1. A rapidly growing dome-shaped papule with a central dull pebbly core (see Photo 40).
2. A rapidly growing dome-shaped nodule with a central dull pebbly core (see Photos 41,42).
The initial lesion is a papule with a central depression or dell. The peripheral epithelial lip can vary from flesh-colored to pink or orange-red depending on the degree of inflammatory reaction and the number of dilated (telangiectatic) vessels. There is no infiltration of the skin peripheral to the margins of the lesion. The central cavity develops as the KA matures, and becomes increasingly larger as the epithelial rim thins. The central keratotic material has a gray-yellow color. In the early papule/nodule stage with the dell there can be considerable resemblance to a basal cell carcinoma. Small lesions with an early keratotic core can simulate a large molluscum wart.
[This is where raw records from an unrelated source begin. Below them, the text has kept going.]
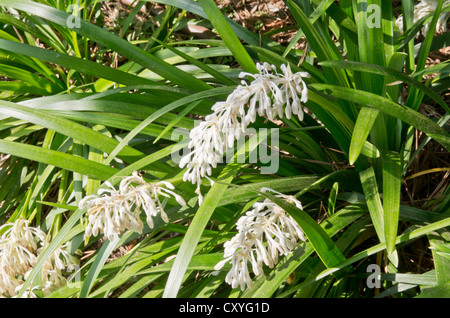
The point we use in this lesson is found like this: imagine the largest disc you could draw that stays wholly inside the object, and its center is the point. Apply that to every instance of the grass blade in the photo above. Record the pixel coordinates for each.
(392, 182)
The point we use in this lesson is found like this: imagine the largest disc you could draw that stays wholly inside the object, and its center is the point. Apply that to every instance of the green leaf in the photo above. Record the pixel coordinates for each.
(202, 216)
(74, 63)
(370, 187)
(111, 41)
(389, 107)
(62, 160)
(392, 182)
(319, 239)
(364, 122)
(66, 127)
(229, 37)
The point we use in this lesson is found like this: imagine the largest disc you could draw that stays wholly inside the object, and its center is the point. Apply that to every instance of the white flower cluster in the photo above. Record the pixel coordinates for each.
(264, 233)
(112, 211)
(424, 8)
(20, 246)
(269, 94)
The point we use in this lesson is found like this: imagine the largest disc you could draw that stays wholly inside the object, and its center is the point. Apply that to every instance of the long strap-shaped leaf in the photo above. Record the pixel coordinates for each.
(392, 182)
(202, 216)
(324, 246)
(71, 62)
(389, 107)
(66, 127)
(58, 159)
(228, 36)
(111, 41)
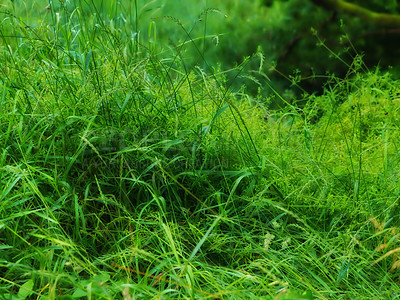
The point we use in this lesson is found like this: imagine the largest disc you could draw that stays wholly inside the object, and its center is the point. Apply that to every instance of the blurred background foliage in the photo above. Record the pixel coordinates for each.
(290, 46)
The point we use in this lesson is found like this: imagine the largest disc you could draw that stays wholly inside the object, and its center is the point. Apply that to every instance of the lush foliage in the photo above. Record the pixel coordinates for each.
(129, 171)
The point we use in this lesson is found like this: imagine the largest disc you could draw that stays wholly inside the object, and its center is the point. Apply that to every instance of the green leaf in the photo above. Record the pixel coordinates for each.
(26, 289)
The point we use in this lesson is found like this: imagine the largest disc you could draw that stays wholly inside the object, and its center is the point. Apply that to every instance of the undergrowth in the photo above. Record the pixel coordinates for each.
(127, 175)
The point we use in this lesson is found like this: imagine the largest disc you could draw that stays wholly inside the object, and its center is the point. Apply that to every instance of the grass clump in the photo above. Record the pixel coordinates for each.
(125, 175)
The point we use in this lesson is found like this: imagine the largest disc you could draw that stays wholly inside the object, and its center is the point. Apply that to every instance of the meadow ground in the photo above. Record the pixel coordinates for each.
(125, 174)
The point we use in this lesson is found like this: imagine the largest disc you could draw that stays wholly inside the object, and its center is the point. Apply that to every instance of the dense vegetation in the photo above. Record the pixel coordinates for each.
(135, 165)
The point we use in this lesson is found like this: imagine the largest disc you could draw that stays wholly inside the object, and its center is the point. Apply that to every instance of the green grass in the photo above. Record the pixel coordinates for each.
(126, 174)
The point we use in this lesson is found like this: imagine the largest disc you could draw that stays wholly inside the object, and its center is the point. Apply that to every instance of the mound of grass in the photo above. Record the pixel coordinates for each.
(124, 175)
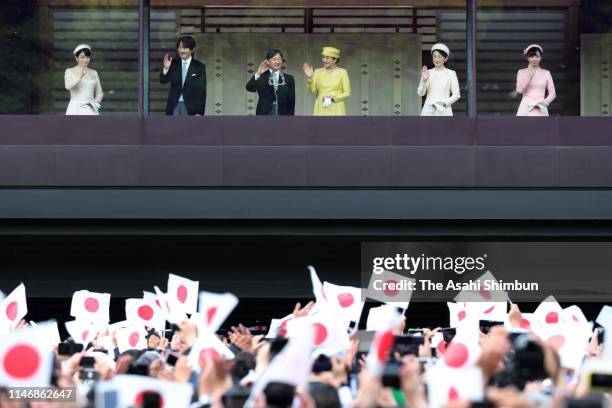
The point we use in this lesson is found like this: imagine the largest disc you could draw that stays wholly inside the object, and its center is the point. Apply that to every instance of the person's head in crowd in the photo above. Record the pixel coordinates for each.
(185, 47)
(153, 340)
(243, 363)
(82, 55)
(275, 59)
(321, 364)
(178, 343)
(324, 395)
(279, 395)
(140, 365)
(330, 57)
(235, 397)
(534, 53)
(439, 55)
(276, 345)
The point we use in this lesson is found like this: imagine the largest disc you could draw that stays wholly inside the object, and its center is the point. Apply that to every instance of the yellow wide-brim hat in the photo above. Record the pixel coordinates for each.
(331, 52)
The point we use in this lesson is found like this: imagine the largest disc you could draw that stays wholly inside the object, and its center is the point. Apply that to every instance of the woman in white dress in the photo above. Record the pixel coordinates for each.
(83, 84)
(440, 84)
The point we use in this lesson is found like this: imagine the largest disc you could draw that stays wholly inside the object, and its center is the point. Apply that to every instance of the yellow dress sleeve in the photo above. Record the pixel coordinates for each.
(346, 87)
(312, 85)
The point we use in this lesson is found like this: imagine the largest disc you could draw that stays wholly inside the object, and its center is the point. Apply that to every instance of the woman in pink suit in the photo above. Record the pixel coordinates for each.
(533, 82)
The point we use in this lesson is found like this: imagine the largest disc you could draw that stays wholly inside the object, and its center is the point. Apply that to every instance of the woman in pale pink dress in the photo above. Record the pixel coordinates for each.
(533, 83)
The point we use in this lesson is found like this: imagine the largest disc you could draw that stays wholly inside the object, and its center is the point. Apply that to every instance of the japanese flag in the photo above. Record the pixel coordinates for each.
(571, 345)
(182, 293)
(133, 337)
(50, 327)
(575, 318)
(26, 360)
(83, 331)
(13, 307)
(90, 306)
(456, 313)
(131, 390)
(548, 312)
(113, 328)
(527, 322)
(214, 308)
(278, 327)
(143, 312)
(604, 319)
(464, 349)
(291, 366)
(317, 286)
(484, 294)
(391, 288)
(379, 316)
(382, 342)
(329, 329)
(447, 385)
(207, 346)
(492, 311)
(173, 313)
(346, 299)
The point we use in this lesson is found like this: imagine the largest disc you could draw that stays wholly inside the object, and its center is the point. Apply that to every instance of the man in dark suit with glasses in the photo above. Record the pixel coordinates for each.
(276, 90)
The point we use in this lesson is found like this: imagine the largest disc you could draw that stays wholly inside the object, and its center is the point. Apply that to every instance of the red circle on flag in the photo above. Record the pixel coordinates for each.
(210, 314)
(282, 328)
(387, 290)
(552, 317)
(489, 310)
(525, 324)
(139, 399)
(453, 394)
(320, 333)
(556, 342)
(21, 361)
(456, 355)
(208, 353)
(11, 310)
(181, 293)
(346, 299)
(133, 339)
(384, 345)
(91, 305)
(485, 294)
(145, 312)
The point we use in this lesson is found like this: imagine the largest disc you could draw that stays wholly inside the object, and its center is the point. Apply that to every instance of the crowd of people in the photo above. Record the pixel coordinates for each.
(329, 84)
(313, 357)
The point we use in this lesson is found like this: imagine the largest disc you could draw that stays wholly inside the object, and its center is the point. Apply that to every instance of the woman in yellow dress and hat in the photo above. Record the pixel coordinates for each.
(330, 84)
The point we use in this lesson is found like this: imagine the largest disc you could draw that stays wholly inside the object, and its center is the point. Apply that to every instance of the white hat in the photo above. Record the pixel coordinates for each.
(440, 47)
(80, 47)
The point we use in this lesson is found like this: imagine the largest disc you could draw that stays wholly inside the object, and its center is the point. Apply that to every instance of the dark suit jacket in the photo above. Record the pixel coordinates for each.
(194, 90)
(286, 95)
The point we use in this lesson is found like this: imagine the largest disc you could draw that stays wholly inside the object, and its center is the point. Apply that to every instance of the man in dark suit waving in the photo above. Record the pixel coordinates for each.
(276, 90)
(187, 77)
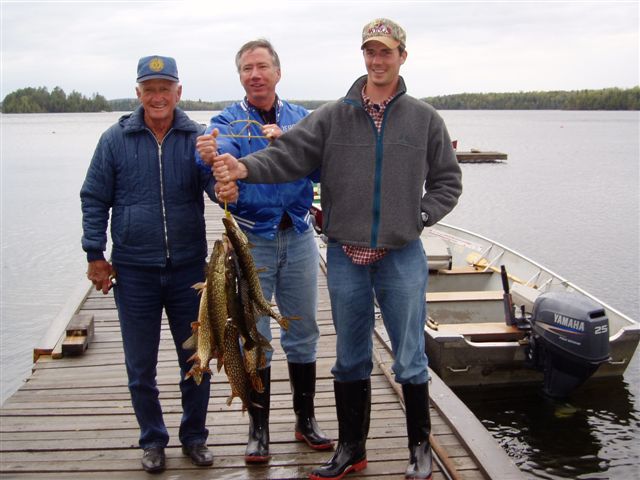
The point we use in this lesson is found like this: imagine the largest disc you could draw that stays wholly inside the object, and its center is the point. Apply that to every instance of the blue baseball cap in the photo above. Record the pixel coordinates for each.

1. Giant lesions form a rough, pebbly central vegetation. The epithelial margin may become quite diminutive and difficult to recognize.
2. Scarring with a depression and peripheral epidermal tags are usually left after spontaneous regression (see Photo 43).
Microdistribution: Some keratoacanthomas develop from the upper epithelium of the hair follicle; however, this distribution is not clinically evident.
Macrodistribution: 90% of KAs occur on the sun-exposed skin of the face, hands, and forearms. They can also occur on covered sites and have been reported on the vermilion margin of the lip, the buccal mucosa, in the anogenital regions, and beneath nails (see Fig. 9).
Grouped in the case of multiple KAs.
Indicated Supporting Diagnostic Data
The histology of a keratoacanthoma is very similar to that of a well-differentiated squamous cell carcinoma of the skin. KAs commonly contain squamous cells with atypical mitosis, individual cell keratinization, and other histologic signs of malignancy. The microscopic differentiation is dependent on both the cellular detail and the low-power configuration of the lesion. At each margin, a narrow spur of dermal connective tissue separates the normal epidermis from the lesion at the transitional junction between the normal and proliferating cells. For this reason, marginal punch biopsy is not adequate to distinguish between the two. Excisional biopsy or an incisional biopsy that contains a cross-section of the lesion into the adjacent normal skin is needed.
Because keratoacanthomas are difficult to separate clinically and microscopically from squamous cell carcinoma, and since substantial scarring occurs after spontaneous involution, small- to moderate-sized lesions are usually removed by excisional surgery. Giant lesions, or those in locations where removal would be mutilating or require extensive reconstruction, should be referred to a dermatologic consultant for consideration of alternative treatment. Recurrences of keratoacanthoma can occur after any type of therapy, and after apparent spontaneous involution.
Other modalities used in the destruction of KAs include curettage and electrodesicca-tion, cryosurgery, intralesional injections of triamcinolone or 5-FU, highly fractionated soft X-irradiation, and the use of oral retinoids for multiple lesions.
Conditions That May Simulate Keratoacanthomas
An early KA lesion with a keratotic core may resemble a giant molluscum wart. The solitary lesion, rapid growth, and ultimate size will usually serve to distinguish the two.
Early KA lesions with a central dell, a flesh-colored margin, and prominent vessels can be confused with a BCC. Basal cells are slow-growing, however, and are distinguishable as the central keratin core of the KA develops.
Both tumors can develop rapidly and show great clinical and microscopic similarities. They must be distinguished microscopically; however, this is not always possible.
Some deep fungal diseases produce vegetating lesions that could be confused with a giant highly keratotic KA. A punch biopsy with appropriate special stains should distinguish the two.